I know she has more to say. Or at least, I hope she does. So I wait her out.
Once again, she inhales, exhales, and pushes herself just a little bit more into a tight ball. I think she's small enough right now that I could actually wrap all of her with my left arm, and feeling incredibly bold, I do so.
"I didn't lie that day in the hospital: when I first woke up, it was all a blur. I knew something had happened. For the first time in a long, long time, I felt my heart was whole, which is absurd when you think about it. After all, it had literally been shattered by a bullet less than 24 hours before. Every pore in my body told me my life had taken an irreversible turn, but Josh was there. Montgomery was still dead. And I know why you did what you did in the hangar, and I love you for having done it, but it was all too raw, all to there, when you came to visit."
"Love?" I'm not sure if I say it out loud or in my mind, and I'm about to recoil when she holds on to me, keeps me rooted in place.
"Yes Rick. Love. As I was saying, I knew something had changed, but I couldn't place my finger on it. It wasn't until I got to my dad's cabin, when the pain medication was no longer bogging my brain and I stubbornly thought I could do without the sleeping pills that I had a dream about it," she says.

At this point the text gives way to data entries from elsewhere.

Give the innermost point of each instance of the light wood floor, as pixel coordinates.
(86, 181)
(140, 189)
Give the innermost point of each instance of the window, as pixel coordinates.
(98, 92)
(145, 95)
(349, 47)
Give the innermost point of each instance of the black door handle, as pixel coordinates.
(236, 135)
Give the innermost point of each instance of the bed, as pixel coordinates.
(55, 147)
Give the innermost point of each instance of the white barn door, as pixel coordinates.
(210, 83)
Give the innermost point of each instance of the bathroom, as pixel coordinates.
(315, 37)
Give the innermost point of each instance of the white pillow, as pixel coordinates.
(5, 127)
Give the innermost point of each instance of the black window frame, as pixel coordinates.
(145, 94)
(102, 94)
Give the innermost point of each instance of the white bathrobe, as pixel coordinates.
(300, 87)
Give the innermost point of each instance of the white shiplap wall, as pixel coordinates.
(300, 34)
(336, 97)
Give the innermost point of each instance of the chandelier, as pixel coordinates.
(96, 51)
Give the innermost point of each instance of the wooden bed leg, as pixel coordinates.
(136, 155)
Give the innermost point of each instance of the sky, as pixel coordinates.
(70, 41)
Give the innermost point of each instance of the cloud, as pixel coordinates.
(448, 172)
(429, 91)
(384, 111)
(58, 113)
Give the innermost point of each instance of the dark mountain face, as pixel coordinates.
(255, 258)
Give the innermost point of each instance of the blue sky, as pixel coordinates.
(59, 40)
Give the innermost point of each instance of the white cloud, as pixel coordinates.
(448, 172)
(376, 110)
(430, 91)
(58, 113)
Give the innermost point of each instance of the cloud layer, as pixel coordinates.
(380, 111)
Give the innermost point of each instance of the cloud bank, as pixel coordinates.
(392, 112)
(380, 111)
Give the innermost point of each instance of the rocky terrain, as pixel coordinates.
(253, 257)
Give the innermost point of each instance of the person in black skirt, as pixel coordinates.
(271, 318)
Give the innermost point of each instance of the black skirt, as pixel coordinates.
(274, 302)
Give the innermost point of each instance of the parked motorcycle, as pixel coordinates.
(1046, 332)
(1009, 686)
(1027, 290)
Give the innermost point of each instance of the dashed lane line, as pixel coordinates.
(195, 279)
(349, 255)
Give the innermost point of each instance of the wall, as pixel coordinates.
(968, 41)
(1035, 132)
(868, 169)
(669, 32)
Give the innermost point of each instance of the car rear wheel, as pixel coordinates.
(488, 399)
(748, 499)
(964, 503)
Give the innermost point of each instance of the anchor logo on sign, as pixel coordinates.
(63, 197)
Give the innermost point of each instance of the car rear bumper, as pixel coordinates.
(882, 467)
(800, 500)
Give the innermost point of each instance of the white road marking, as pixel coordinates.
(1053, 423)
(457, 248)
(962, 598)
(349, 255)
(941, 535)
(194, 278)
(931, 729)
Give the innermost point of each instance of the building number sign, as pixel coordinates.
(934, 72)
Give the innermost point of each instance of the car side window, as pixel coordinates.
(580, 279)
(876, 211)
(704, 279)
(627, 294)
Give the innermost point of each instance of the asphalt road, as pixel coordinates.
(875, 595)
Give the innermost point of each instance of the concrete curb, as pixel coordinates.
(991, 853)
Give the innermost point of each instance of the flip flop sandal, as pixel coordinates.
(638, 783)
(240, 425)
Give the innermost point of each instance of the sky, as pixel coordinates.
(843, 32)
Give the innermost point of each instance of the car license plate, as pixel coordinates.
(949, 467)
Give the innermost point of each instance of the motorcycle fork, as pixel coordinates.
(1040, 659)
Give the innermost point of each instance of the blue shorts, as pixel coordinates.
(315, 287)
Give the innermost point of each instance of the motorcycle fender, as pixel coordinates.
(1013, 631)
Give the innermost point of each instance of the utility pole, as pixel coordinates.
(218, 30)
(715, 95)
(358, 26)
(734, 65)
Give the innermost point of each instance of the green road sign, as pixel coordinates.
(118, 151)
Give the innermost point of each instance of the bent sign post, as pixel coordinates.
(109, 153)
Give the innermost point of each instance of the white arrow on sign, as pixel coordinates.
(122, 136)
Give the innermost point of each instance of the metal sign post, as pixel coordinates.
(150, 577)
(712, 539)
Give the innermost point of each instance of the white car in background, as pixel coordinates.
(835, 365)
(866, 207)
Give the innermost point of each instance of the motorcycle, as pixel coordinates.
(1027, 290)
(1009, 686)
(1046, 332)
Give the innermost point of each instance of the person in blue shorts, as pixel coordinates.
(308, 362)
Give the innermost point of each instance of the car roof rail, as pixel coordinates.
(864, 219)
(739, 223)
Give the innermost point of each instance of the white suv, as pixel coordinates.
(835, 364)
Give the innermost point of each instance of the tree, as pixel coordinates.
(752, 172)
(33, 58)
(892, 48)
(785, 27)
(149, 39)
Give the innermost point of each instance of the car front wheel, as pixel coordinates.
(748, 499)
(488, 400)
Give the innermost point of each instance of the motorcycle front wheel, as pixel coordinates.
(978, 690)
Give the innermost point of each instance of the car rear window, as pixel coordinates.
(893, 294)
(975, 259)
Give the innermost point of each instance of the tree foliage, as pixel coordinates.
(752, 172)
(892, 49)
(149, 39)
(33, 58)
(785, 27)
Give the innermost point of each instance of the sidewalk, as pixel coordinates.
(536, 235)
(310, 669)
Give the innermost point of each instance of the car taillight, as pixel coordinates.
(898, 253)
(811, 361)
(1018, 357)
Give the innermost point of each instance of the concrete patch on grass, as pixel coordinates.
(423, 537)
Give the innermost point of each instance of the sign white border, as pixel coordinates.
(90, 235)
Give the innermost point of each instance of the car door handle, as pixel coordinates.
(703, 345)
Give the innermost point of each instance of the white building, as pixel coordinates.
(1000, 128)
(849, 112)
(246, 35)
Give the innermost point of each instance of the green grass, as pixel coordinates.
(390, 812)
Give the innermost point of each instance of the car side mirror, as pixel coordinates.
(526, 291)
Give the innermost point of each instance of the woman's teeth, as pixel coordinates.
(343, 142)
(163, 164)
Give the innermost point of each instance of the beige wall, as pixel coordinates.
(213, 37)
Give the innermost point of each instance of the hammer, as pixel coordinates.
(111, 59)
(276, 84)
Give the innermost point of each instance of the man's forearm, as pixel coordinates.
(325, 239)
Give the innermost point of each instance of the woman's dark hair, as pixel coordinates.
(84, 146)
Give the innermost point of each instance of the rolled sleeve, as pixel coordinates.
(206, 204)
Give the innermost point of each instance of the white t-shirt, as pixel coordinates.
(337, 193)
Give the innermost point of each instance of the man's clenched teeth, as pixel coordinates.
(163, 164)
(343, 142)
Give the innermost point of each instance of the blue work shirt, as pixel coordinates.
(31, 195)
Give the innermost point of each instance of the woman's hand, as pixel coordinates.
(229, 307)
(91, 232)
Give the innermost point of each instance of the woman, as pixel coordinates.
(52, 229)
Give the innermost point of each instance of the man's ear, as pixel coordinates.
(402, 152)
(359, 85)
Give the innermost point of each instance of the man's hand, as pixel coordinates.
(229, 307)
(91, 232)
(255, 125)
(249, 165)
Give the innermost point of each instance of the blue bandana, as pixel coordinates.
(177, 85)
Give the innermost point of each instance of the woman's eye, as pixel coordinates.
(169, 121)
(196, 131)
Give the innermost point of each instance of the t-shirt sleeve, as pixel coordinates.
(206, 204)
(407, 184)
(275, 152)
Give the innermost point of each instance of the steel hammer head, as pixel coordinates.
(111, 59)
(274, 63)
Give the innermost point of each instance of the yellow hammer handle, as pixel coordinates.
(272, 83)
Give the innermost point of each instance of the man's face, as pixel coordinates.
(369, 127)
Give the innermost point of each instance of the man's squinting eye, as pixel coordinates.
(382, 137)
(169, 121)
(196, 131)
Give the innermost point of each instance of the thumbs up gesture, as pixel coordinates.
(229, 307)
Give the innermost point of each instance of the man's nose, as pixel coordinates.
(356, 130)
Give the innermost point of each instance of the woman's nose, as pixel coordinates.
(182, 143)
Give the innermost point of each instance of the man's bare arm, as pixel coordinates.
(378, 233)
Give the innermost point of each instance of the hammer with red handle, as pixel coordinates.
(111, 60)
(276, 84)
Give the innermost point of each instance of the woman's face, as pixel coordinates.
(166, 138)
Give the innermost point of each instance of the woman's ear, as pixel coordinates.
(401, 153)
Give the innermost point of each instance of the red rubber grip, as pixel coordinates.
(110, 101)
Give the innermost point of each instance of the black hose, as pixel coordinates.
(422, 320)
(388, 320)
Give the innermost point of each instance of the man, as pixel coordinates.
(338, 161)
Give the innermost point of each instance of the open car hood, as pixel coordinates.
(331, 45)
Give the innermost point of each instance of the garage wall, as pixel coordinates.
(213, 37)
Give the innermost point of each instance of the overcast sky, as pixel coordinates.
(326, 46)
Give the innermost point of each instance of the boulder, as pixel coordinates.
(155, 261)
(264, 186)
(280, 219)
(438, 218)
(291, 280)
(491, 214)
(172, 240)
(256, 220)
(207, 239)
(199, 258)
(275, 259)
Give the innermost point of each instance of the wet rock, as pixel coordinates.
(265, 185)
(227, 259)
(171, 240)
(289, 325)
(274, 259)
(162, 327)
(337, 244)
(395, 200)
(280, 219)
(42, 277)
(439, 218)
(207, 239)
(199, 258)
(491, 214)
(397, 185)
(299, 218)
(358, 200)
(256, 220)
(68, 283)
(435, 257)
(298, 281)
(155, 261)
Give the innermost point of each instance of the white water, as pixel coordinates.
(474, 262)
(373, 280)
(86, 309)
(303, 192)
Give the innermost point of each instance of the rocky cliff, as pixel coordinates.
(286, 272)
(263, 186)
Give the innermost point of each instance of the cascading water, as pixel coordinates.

"You had a dream about your shooting?" I ask, unsure as to what else to say.
"No. I had a nightmare about my shooting. But it then morphed into a dream: I saw you, on top of me, asking me not to let go, telling me you loved me. When I woke up, I was ready to dismiss it as a dream, but the more I though about it, the more the pain around my heart eased. I know I should have told you I heard you, or that I had remembered my shooting, or something. But I also knew I had things to work on, to be able to fully accept everything that happened that day. And I'm tired of waiting, of keeping you at arm's length, of not allowing myself to let your words, such as you calling me cute, wash over me like a balm. Because you see, Rick, I think you're cute too. And I don't want for us to just flirt anymore than you do. I don't want to hide in nowhere relationships anymore, and I don't want for you to feel like I'm going to bolt any time you say anything honest. But you just told me you love me, I hope you understood that I love you too, but just in case, I do, I really do love you. The world didn't end. No one is dying. I'm still here. You're still here. And hopefully, we'll both be here in the morning."
"Wouldn't you be more comfortable in a bed?" I ask, unwilling to let her go but also knowing this position will hurt in the morning.
"Maybe tomorrow. But right now, I just want to be here. With you, in you, surrounded by you. You make me feel safe Rick. Your arms around me in the cemetery gave me both strength and cover. And that's all I need right now, if that's ok with you?"
"Yes, of course," is all I can say, before grabbing a throw from the back of the couch and surrounding us both with it. As I allow Morphea to put me under, I can't help thinking back to what she said, about too much reality and fairy tales being possible. That she's here, with me, on my couch, beats any fairy tales ever written.